Analis Binaartha Sekuritas M Nafan Aji Gusta Utama mengatakan, selama sepekan terakhir, pasar cukup optimistis dan berpengaruh terhadap penguatan IHSG. "Aksi window dressing dan Santa Clauss rally membuat pelaku pasar percaya diri dalam berinvestasi di pasar modal," Kata Nafan, Senin (30/12).
Menurut dia, pergerakan IHSG pada tahun ini cukup menantang. Secara year to date, pergerakan IHSG tidak mengalami penguatan yang signifikan, yaitu hanya di kisaran 2-2,5 persen.
Kabar positif juga datang dari pasar uang. Nilai tukar (kurs) rupiah yang ditransaksikan antarbank di Jakarta mengakhiri perdagangan tahun 2019 dengan perkasa dan masih bertahan di bawah level Rp 14 ribu per dolar AS.

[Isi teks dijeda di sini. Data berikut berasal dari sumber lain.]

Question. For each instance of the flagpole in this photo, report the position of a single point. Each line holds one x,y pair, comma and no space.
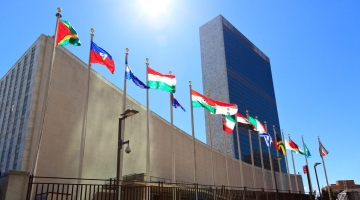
123,111
292,156
172,136
327,182
193,135
307,166
286,159
147,128
211,144
271,161
262,160
239,150
45,99
83,132
279,164
251,150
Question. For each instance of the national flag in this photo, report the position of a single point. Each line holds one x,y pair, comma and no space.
66,34
257,125
243,122
307,152
267,138
293,147
280,144
199,100
100,56
213,106
176,104
130,75
322,150
165,82
228,123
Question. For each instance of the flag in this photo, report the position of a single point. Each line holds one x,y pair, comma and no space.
177,104
322,150
243,122
100,56
307,152
130,75
258,126
280,144
293,147
213,106
66,34
228,123
267,138
165,82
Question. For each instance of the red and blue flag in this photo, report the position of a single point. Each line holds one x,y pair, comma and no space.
100,56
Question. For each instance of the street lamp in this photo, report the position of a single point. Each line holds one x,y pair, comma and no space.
317,180
126,114
277,158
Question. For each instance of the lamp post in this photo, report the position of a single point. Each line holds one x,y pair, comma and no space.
317,180
277,159
126,114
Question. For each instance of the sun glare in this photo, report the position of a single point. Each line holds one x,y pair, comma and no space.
155,7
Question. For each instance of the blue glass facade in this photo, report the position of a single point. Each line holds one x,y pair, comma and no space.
235,69
251,88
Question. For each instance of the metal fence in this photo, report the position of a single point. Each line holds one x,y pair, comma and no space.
55,188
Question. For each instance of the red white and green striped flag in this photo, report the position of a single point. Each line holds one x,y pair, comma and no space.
165,82
228,123
322,150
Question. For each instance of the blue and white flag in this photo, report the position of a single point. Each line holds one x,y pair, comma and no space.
130,75
267,138
177,104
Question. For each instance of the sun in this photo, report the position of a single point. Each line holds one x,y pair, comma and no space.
155,7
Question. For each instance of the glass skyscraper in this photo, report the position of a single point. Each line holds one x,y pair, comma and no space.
236,71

Rupiah ditutup menguat 27 poin atau 0,2 persen di level Rp 13.925 per dolar AS dibandingkan dengan posisi hari sebelumnya, Rp 13.958 per dolar AS. "Stabilnya perekonomian dalam negeri berimbas positif setelah adanya damai dagang berakhir sehingga mata uang Indonesia kembali menguat dalam penutupan pasar," kata Direktur PT Garuda Berjangka Ibrahim Assuaibi.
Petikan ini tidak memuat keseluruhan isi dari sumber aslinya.